Updated on June 04, 2022

Comments

  • Simon Lundberg
    Simon Lundberg almost 2 years

    I'm working on a script for a piece of software, and it doesn't really give me direct access to the data I need. Instead, I need to ask for each piece of information I need, and build a list of the data I'm getting. For various reasons, I need the list to be sorted. It's very easy to just build the list once, and then sort it, followed by doing stuff with it. However, I assume it would be faster to run through everything once, rather than build the list and then sort it.

    So, at the moment I've basically got this:

    my_list = []
    
    for item in "query for stuff":
        my_list.append("query for %s data" % item)
    
    my_list.sort()
    
    do_stuff(my_list)
    

    The "query for stuff" bit is the query interface with the software, which will give me an iterable. my_list needs to contain a list of data from the contents of said iterable.
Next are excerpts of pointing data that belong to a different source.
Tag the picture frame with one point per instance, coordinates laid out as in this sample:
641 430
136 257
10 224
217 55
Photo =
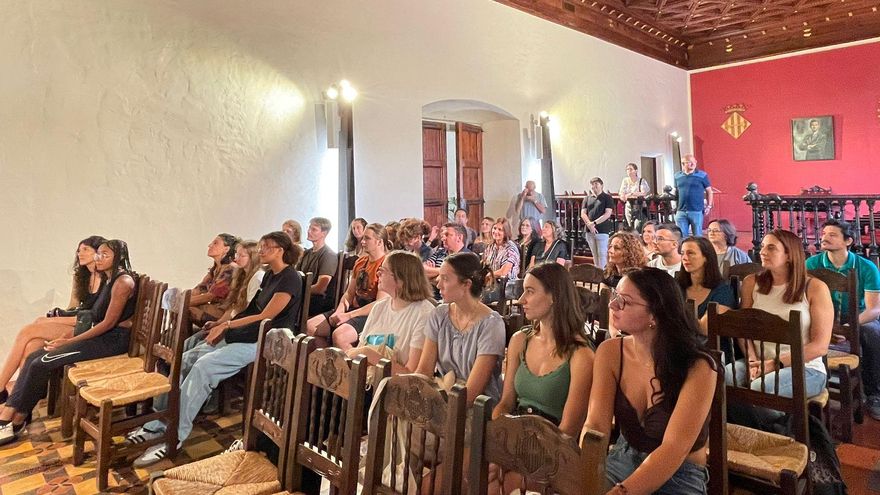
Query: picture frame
812 138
By doing it like this, I'm querying for the first list, then looping over it to extract the data and put it into my_list. Then I'm sorting it. Lastly, I'm doing stuff to it with the do_stuff() method, which will loop over it and do stuff to each item.
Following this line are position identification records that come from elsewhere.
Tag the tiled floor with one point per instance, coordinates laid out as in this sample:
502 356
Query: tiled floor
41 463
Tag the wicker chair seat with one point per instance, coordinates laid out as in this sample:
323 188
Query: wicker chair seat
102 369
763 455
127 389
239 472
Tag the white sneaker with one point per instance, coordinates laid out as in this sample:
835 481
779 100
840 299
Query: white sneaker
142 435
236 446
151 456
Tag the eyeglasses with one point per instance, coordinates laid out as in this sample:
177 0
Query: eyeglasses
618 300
    The problem is that I can't do_stuff() to it before it's sorted, as the list order is important for various reasons. I don't think I can get away from having to loop over lists twice — once to build the list and once to do stuff to each item in it, as we won't know in advance if a recently added item at position N will stay at position N after we've added the next item — but it seems cleaner to insert each item in a sorted fashion, rather than just appending them at the end. Kind of like this:

    for item in "query for stuff":
        my_list.append_sorted(item)
    

    Is it worth bothering trying to do it like this, or should I just stick to building the list, and then sorting it?

    Thanks!

  • Sven Marnach
    Sven Marnach over 12 years
    Inserting in a sorted (Python) list is O(n), not O(log n). Python lists are stored as arrays.
  • Sven Marnach
    Sven Marnach over 12 years
    How would you binary search a linked list? The data structure you would use is some kind of balanced tree.
  • Admin
    Admin over 12 years
    There is no such optimization in any Python implementation I'm aware of. CPython's list implementation is always a C array, i.e. a tightly-packed piece of continuous piece of memory. And the (surprisingly numerous) clever tricks of PyPy's data structure implementations are usually documented (not guaranteed, but at least mentioned) and nothing like this is among them. I can't speka for Jython and IronPython, but I figure far less optimization effort went into them, and for them it's much easier to just wrap the underlying platform's dynamic array class (ArrayList or whatever).
  • Simon Lundberg
    Simon Lundberg over 12 years
    So the problem with keeping it sorted, is basically that each time you insert something at position N, any entries in the list at position>N will have to be shifted +1 — right? Whereas if you build the list first, you will only need to move entries around during the one .sort() operation at the end.
  • Can Berk Güder
    Can Berk Güder over 12 years
    @SvenMarnach it doesn't have to be a linked list (I said "behaved like a linked list"), it just has to support insertions in at most logarithmic time. it could be a binary tree, possibly skip list, etc.
  • Can Berk Güder
    Can Berk Güder over 12 years
    @SimonLundberg if the list is implemented as an array, yes, the problem is that everything needs to be shifted. with a plain linked list, finding the insertion point takes linear time, as Sven pointed out. other data structures are available, but the gist is that no solution can be faster than O(n lg n), which is what you get with sorting afterwards.
  • patapouf_ai
    patapouf_ai over 6 years
    This is false. Inserting an element into a sorted list is O(log(n)) if you do it properly. And if you need a sorted list between each insert, than it is much more efficient to keep a sorted list.
  • mpenkov
    mpenkov over 6 years
    You're thinking of an abstract list. Python lists are implemented as arrays. This means insertion costs O(n) in the average case, regardless of where you insert. See wiki.python.org/moin/TimeComplexity.